Women are no longer allowed to work; the men make up the entire workforce and Women occupy their “rightful” places. The home, the kitchen and being child-bearers. The government have adopted a new “Pure” movement to ensure men are men and women are women and we all stick to our roles within society. No matter what. Dr. Jean McClellan has lived like this for over a year and witnesses the change but when she’s asked to go back to work after the Presidents Brother suffers a head injury, she’s about to regain some control. Or is she?
One thing is for certain, Jean will not be silenced.
Agh! I got goosebumps just writing that. Vox is such a rich story and so much more happens than I could possibly give away in a short brief of the story. Besides I wouldn’t want to ruin it for anyone thinking of reading it. The basic premise, that of Women only being allowed to speak 100 words a day and there being consequences if they don’t, it such a unique and fascinating (is fascinating the right word here? Probably not) concept. Right from reading the blurb, I was intrigued and throughout reading the book my intrigue only grew and grew, the more I learnt about the “movement”, the characters and this world in which it was set. It made me incredibly uncomfortable. And I loved it.
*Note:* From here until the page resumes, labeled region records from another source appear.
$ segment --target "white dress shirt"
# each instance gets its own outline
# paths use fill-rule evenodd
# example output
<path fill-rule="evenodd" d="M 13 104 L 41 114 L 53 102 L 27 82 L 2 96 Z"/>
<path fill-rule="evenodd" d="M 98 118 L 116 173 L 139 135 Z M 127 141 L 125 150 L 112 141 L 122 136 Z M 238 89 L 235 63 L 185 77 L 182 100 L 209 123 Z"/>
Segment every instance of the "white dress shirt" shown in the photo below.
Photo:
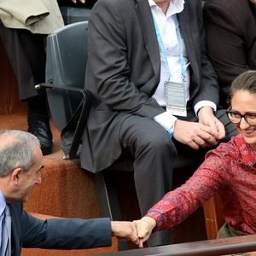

Jean and her family are an interesting dynamic; Jean, the Dr. who no longer works and can no longer speak freely. A fiercely smart Woman who’s being held back from the potential she holds. Her teenage son who has taken to this “Pure” movement like duck to water, her twin boys, young daughter who also has her wrist-counter and husband, who isn’t quite sure what to think about anything, so he doesn’t say much at all. I loved Jean, I really did. And loved her little girl, Sonia. Naturally, I was deeply drawn to the Women and females in this story as opposed to any of the men. Even the men which were good, I almost recoiled from. Weird, huh?
There are some pretty disturbing scenes in Vox and I don’t usually get disturbed too easily – watching TV shows and films and especially when I’m reading books. I don’t know what that says about me (that I’m a sick fucker maybe?) but I rarely find things that shock or surprise me or make me need to take a break but this did. This made me flinch and feel a deep ache in my chest for what some Women in the book were going through. And a particular scene near the end which I’m not going to spoil but involves a science lab and a certain primate, I will admit I probably felt just as faint as Jean did in that moment.
Above all else, this book really made me appreciate Women even more than I already did. Obviously real-life has no relation on what happens in this book but real-life Women are silenced every day. They may not have wrist counters but sometimes, they don’t need them. The Women in this book were courageous and admirable. Clever and intuitive. Fearless and resilient. Everything that I aspire to be. So thank you, Christina.
Vox was without a doubt, one of the books of the decade for me. If you love The Handmaid’s Tale then you’ll love this. It’s just as disturbing, just as brutal and definitely just as heart-breaking. It made me think, it made me recoil and it made me irrevocably angry. It had me absolutely reeling at times and I would urge everyone – man, woman or person – to read it. It’s not just a story, it’s an experience. And it’s revolutionary.